Migration is a multi-step process and must be done carefully to avoid unnecessary delays, data loss, bad user experience, high cost, etc. A careful planning, coordination and execution are a minimum expected from the teams involved in migration. For some application Lift-and-Shift is the suitable approach while for some its essential to Re-build the complete application.

Lift-and-Shift

Lift-and-Shift or Re-host typically involves shifting your system and associated data from one environment to another e.g. on-premises to cloud environment. The existing code base without any changes are ported to the new environment basically it’s just a change of physical servers. This is quite easy, fast and inexpensive but might not be beneficial because of the fact that you are not leveraging the capabilities of new environment to its fullest.

Rebuild

This involves complete re-architecting the application to utilise full capabilities provided by new environment. The application is re-coded in way to exploit the native capabilities provided by new environment for better performance and scalability. As you would have guessed by now that this is complex, time consuming and requires high cost but at the end it has high ROI.
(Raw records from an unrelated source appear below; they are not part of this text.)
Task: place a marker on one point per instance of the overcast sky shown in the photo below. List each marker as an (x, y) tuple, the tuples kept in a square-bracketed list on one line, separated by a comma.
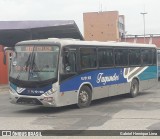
[(74, 9)]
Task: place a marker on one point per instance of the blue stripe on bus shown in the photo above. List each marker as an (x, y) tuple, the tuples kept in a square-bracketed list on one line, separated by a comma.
[(104, 77)]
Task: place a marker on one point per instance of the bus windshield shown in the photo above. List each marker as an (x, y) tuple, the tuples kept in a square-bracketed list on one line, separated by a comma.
[(34, 63)]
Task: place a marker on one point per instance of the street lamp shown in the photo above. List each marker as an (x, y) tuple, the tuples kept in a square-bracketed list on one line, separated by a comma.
[(144, 13)]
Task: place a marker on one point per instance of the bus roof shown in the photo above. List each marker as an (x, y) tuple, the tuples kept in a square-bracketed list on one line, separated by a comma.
[(67, 41)]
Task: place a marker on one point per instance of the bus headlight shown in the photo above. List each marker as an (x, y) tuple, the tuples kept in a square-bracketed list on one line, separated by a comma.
[(50, 92), (48, 99)]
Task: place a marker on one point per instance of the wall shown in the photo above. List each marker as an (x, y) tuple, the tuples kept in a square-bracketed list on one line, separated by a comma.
[(101, 26)]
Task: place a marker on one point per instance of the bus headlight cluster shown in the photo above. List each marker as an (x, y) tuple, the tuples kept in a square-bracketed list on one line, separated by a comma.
[(50, 92)]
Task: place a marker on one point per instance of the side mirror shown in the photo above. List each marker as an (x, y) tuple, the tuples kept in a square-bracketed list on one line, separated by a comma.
[(4, 53), (68, 68)]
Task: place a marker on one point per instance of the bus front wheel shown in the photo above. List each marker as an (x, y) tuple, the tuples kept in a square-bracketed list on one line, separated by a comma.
[(134, 88), (84, 97)]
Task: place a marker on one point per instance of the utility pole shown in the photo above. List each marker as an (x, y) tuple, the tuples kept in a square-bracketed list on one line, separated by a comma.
[(144, 13)]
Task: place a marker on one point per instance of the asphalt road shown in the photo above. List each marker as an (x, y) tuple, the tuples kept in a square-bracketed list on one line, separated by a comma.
[(119, 112)]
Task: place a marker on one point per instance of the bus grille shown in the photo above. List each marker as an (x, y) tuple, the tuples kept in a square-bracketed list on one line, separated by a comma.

Image sources: left, right

So, with this much of background let’s focus on our main intent data sync approaches which is an important aspect for re-building.

Re-building a complex application is a resource intensive and time-consuming process and cannot be done in one go. The planning involves multiple phases of development and deployment of the new system which involves keeping the old and new system in an active-active mode. Keeping active-active requires that the data is in sync between the systems.

For the cases where the new data model + data store is same as the existing; the team should look for an existing tool which can help in keeping the data sync between the two system before taking a step towards building a sync pipeline. For the cases where the new data model + data store is entirely different from the existing e.g. SQL to NoSQL demands a well thought data sync pipeline which we will focus below.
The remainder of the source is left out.